Projections are based on the technical assumption that the interest rate will move in line with forward rates. The assumption implies that the interest rate will be somewhat lower in the near term, but that it will rise gradually from the summer, largely in parallel with the increase in interest rates among our trading partners. The krone is assumed to follow the path of the forward exchange rate, which indicates expectations of a fairly stable exchange rate in the period ahead. A path that is in line with the projections in the previous Inflation Report (IR 1/04) provides a reasonable balance between the prospects for reaching the inflation target and stable developments in the real economy.

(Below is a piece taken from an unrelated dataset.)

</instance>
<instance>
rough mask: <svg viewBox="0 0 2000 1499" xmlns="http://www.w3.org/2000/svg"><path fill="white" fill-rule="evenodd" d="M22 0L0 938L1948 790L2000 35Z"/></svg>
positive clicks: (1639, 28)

The aim of monetary policy is higher inflation. It is appropriate to be particularly vigilant with regard to developments in consumer prices, but consumer prices may show random variations from one month to the next. Later this year, we will receive confirmation of whether consumer prices are rising in line with our projections. When inflation increases from a very low level, this will provide a basis for gradually moving towards a more normal short-term interest rate level in Norway. This may counter excessive credit growth and excessive pressures on domestic resources in the medium term. Interest rate developments in other countries may also have a considerable impact on the krone and hence on Norwegian interest rates.

At its meeting on the 11 March, the Executive Board decided to reduce the interest rate by 0.25 percentage point. In reaching its decision, the Executive Board had weighed the objective of bringing inflation back to target and stabilising inflation expectations against the risk that output growth may eventually become too strong. Furthermore, according to the Executive Board's assessment, with a sight deposit rate of 1.75 per cent at present, the probability that inflation two years ahead will be lower than 2½ per cent is greater than the probability that it will be higher.